I have downloaded SNP data from the 1000 genomes project through Biomart and UCSC genome browser. These SNP data are annotated as being synonymous or non-synonymous (missense). In all textbooks it is said the the number of synonymous mutations should be much higher than non-synonymous mutations. Then why is it that I consistently observe higher number of non-synonymous SNPs for the human genome? Do you think there might be a mistake in annotating these SNPs or there is something else that I am missing?
Can you give us more details about what exactly you are downloading, so that we might check it ourselves. One possible explanation, I may be wrong so someone correct me if I am, but rare variants are enriched for being damaging/non-synonomous. The idea being silent mutations become more frequent in the population wher.e as deleterious ones will remain infrequent. Since the 1000genomes project are looking at rare variants this could be one reason. I am not 100% confident on this, so perhaps someone with more knowledge can say more
Thank you. One of the data I have downloaded: UCSC table browser, human genome assembly hg19, All SNPs(135), filter: validated by 1000genomes and function is missense versus the same table except the function is set to be synonymous.
try removing the function filter and check again. I'm downloading it now. I'll post my answer as soon as I get the data.
Here are the results when removing the function filter and counting synonymous and non-synonymous SNPs: non-synonymous SNPs = 161737 and synonymous SNPs = 124014
I got same for coding-synon and for missense as you. From the different combination of entries in the function field, it seems that a lot of SNPs contain even contradictory annotations for instance, 6000+ SNPs are listed as being coding synonymous AND intronic, which is obviously not possible. That said, I'm not sure how much faith I would place in these annotations. You could try stripping off the functional annotations, and making a new file of the positions and using the annovar program with hg19 to give you up to date fresh annotations. But just for my own peace of mind, I can't guarantee that this will yield a different result. But would be interesting to see it compared.
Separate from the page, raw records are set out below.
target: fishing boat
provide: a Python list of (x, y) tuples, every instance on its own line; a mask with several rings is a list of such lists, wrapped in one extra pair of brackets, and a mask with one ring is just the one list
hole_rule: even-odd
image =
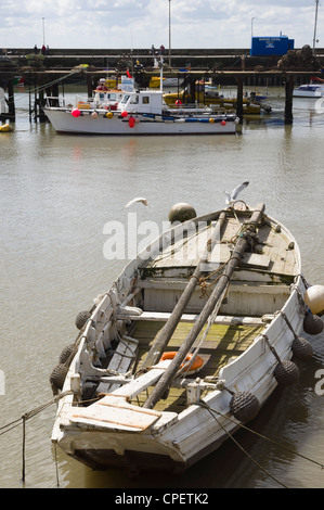
[(323, 98), (324, 97), (324, 84), (310, 82), (307, 85), (300, 85), (293, 91), (294, 98)]
[(78, 314), (50, 378), (52, 442), (95, 470), (185, 470), (297, 381), (293, 355), (312, 355), (299, 248), (263, 203), (169, 218)]
[(54, 105), (53, 98), (48, 98), (43, 111), (57, 132), (127, 136), (236, 132), (238, 119), (235, 113), (205, 105), (169, 109), (164, 102), (163, 90), (122, 92), (121, 101), (114, 109), (104, 100), (86, 101), (78, 107), (79, 103)]
[[(163, 78), (163, 87), (180, 87), (183, 84), (183, 77), (168, 77)], [(159, 89), (160, 88), (160, 77), (159, 76), (152, 76), (148, 87), (151, 89)]]

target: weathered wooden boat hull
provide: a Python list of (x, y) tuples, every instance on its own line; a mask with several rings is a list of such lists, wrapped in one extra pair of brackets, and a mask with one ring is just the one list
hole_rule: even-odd
[[(218, 215), (215, 214), (209, 218), (217, 217)], [(202, 218), (196, 218), (195, 225), (198, 225), (199, 220)], [(229, 235), (231, 235), (231, 228), (230, 226)], [(95, 367), (90, 361), (89, 350), (87, 350), (89, 349), (88, 345), (95, 341), (98, 352), (102, 348), (101, 343), (107, 341), (105, 335), (108, 328), (103, 327), (99, 333), (99, 329), (95, 330), (94, 324), (102, 321), (103, 316), (106, 324), (111, 323), (114, 317), (121, 320), (122, 313), (115, 316), (116, 308), (114, 309), (113, 303), (116, 303), (116, 299), (119, 303), (125, 303), (125, 301), (132, 298), (134, 277), (137, 284), (140, 282), (143, 285), (141, 292), (147, 291), (143, 303), (146, 302), (147, 305), (147, 301), (150, 301), (150, 306), (146, 306), (145, 309), (151, 310), (144, 311), (138, 317), (130, 310), (129, 320), (135, 324), (141, 320), (152, 321), (154, 315), (156, 315), (155, 320), (161, 320), (164, 315), (164, 320), (166, 320), (174, 306), (172, 303), (174, 299), (177, 302), (177, 296), (182, 292), (181, 282), (179, 282), (178, 290), (177, 285), (176, 289), (173, 286), (168, 289), (170, 283), (166, 282), (166, 275), (171, 269), (174, 271), (176, 266), (173, 268), (164, 267), (163, 278), (155, 283), (151, 292), (152, 280), (147, 278), (147, 275), (151, 271), (152, 278), (153, 266), (148, 266), (148, 268), (145, 266), (146, 259), (143, 254), (139, 254), (134, 260), (128, 264), (113, 288), (103, 296), (92, 313), (91, 320), (85, 327), (77, 355), (69, 366), (63, 386), (63, 393), (69, 392), (70, 394), (59, 401), (52, 435), (53, 442), (57, 443), (67, 455), (93, 469), (122, 468), (134, 473), (153, 469), (167, 472), (179, 471), (216, 450), (228, 439), (229, 434), (233, 434), (237, 430), (239, 420), (233, 418), (231, 409), (233, 393), (252, 394), (260, 406), (264, 405), (277, 385), (277, 380), (274, 377), (277, 358), (273, 355), (273, 349), (281, 361), (291, 359), (293, 331), (298, 334), (302, 329), (304, 313), (300, 306), (300, 296), (303, 296), (306, 290), (304, 281), (300, 276), (300, 254), (295, 239), (283, 226), (269, 217), (265, 219), (264, 228), (271, 235), (269, 238), (267, 233), (267, 239), (263, 239), (264, 250), (269, 250), (269, 254), (271, 254), (272, 246), (269, 241), (271, 239), (272, 245), (276, 245), (275, 240), (278, 237), (278, 243), (285, 245), (283, 254), (286, 258), (284, 260), (278, 253), (277, 260), (271, 262), (271, 268), (275, 272), (263, 268), (260, 259), (257, 264), (256, 258), (252, 262), (247, 262), (246, 264), (251, 265), (249, 267), (250, 283), (246, 281), (248, 270), (245, 269), (244, 262), (242, 262), (243, 266), (234, 272), (234, 282), (229, 291), (229, 303), (223, 303), (220, 310), (225, 315), (218, 316), (215, 323), (235, 324), (235, 328), (238, 324), (236, 328), (238, 340), (234, 340), (234, 346), (230, 347), (230, 344), (225, 346), (225, 350), (232, 356), (230, 359), (226, 358), (223, 365), (220, 365), (217, 377), (210, 379), (208, 373), (213, 372), (204, 372), (204, 368), (207, 370), (208, 366), (212, 365), (211, 361), (216, 359), (216, 353), (221, 348), (223, 341), (215, 344), (216, 347), (212, 346), (215, 339), (212, 337), (212, 329), (210, 329), (210, 337), (209, 340), (208, 336), (206, 337), (202, 347), (202, 356), (207, 356), (207, 358), (209, 356), (209, 358), (202, 372), (198, 373), (199, 379), (196, 380), (194, 377), (189, 380), (185, 378), (186, 382), (183, 386), (182, 383), (176, 385), (176, 391), (180, 393), (176, 394), (174, 400), (169, 407), (161, 403), (160, 407), (146, 409), (141, 404), (137, 405), (135, 400), (141, 398), (144, 390), (147, 392), (148, 386), (154, 386), (170, 361), (159, 362), (143, 373), (139, 371), (137, 378), (130, 379), (126, 383), (124, 381), (121, 386), (118, 384), (117, 377), (114, 384), (112, 383), (108, 391), (102, 395), (103, 398), (88, 407), (80, 407), (75, 398), (78, 393), (75, 388), (76, 381), (78, 381), (80, 370), (83, 373), (87, 372), (89, 379), (101, 377), (101, 381), (105, 379), (106, 373), (104, 369)], [(183, 226), (173, 229), (173, 241), (174, 238), (177, 239), (177, 232), (180, 232), (181, 229)], [(260, 235), (262, 237), (262, 234)], [(151, 258), (154, 259), (154, 254), (157, 255), (160, 252), (160, 244), (161, 238), (152, 243)], [(211, 263), (211, 258), (209, 262)], [(158, 257), (155, 259), (156, 280), (158, 280), (158, 264), (160, 264), (161, 270), (166, 260), (158, 259)], [(145, 273), (145, 270), (148, 272)], [(142, 280), (139, 278), (141, 276)], [(151, 301), (153, 293), (157, 294), (156, 301)], [(190, 303), (180, 326), (185, 324), (186, 321), (187, 323), (194, 322), (191, 314), (197, 314), (202, 308), (200, 289), (197, 289), (196, 295)], [(160, 315), (156, 311), (157, 304)], [(265, 310), (269, 314), (267, 317), (264, 316)], [(280, 311), (276, 313), (276, 310)], [(245, 311), (245, 316), (248, 314), (249, 316), (235, 318), (234, 311), (238, 316), (242, 316), (243, 311)], [(245, 322), (251, 324), (255, 330), (248, 344), (245, 343)], [(178, 336), (181, 329), (185, 330), (184, 327), (181, 327), (177, 333)], [(230, 332), (232, 340), (234, 339), (233, 331)], [(134, 342), (143, 343), (143, 337), (141, 337), (142, 340), (139, 337), (137, 329), (133, 330), (131, 339), (124, 337), (125, 343), (129, 340), (125, 353), (130, 352)], [(178, 341), (182, 340), (178, 339)], [(206, 345), (206, 350), (204, 350), (204, 345)], [(129, 366), (124, 369), (124, 372), (127, 372), (128, 368)], [(150, 381), (150, 384), (146, 380)], [(205, 390), (206, 393), (204, 393)], [(168, 396), (164, 398), (167, 403)], [(181, 406), (179, 408), (182, 398), (186, 398), (186, 403), (182, 408)]]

It certainly IS possible for a SNP to have two different annotations, due to alternative splicing: in these cases, the SNP is synonymous in some transcripts of a gene, and not incorporated in others (i.e. is intronic).
If a snp is intronic, then it is in an intron, and therefore will never be incorporated into a transcript, regardless of alternative splicing. Are exons that are not incorporated into the transcript also called introns? Sorry, a little confused now.
In alternative splicing there are multiple transcripts, so the multiple annotations refer to each possible transcript. For example, look at the top graphic on the Alternative Splicing Wikipedia page. If you had a SNP in the yellow alternative exon, then it would have two annotations: on the left transcript -- exon, and on the right transcript -- intron.
I thought that, to continue with the wiki example, introns are the black lines, and so any variant that is contained within the intron could never be included in any transcript, and that in the context of alternative splicing there is "exon shuffling" but wether or not they are included in the transcript, they are still exons, and that the two are mutually exclusive. But this is not the case it seems? Sorry to go off topic slightly. I just wanted clarification so I can update my understanding on how these annotations work.
Exon/intron only have meaning relative to the specific transcript you're looking at. So in the left transcript the yellow box is an exon and the green box is an intron (spliced out). In the right transcript the green box is an exon and the yellow box is an intron. Even though it is convenient to think of a condensed gene, for the purpose of considering the impact of a change you need to consider each transcript independently. This is why a variation can have multiple annotations.
Right. In which case I retract what I previously said and apologise for the misinformation. Thanks Brad and Dgmacarthur. Now to go back to school.
Thanks for introducing Annovar program. I will check annotations again and put here the results.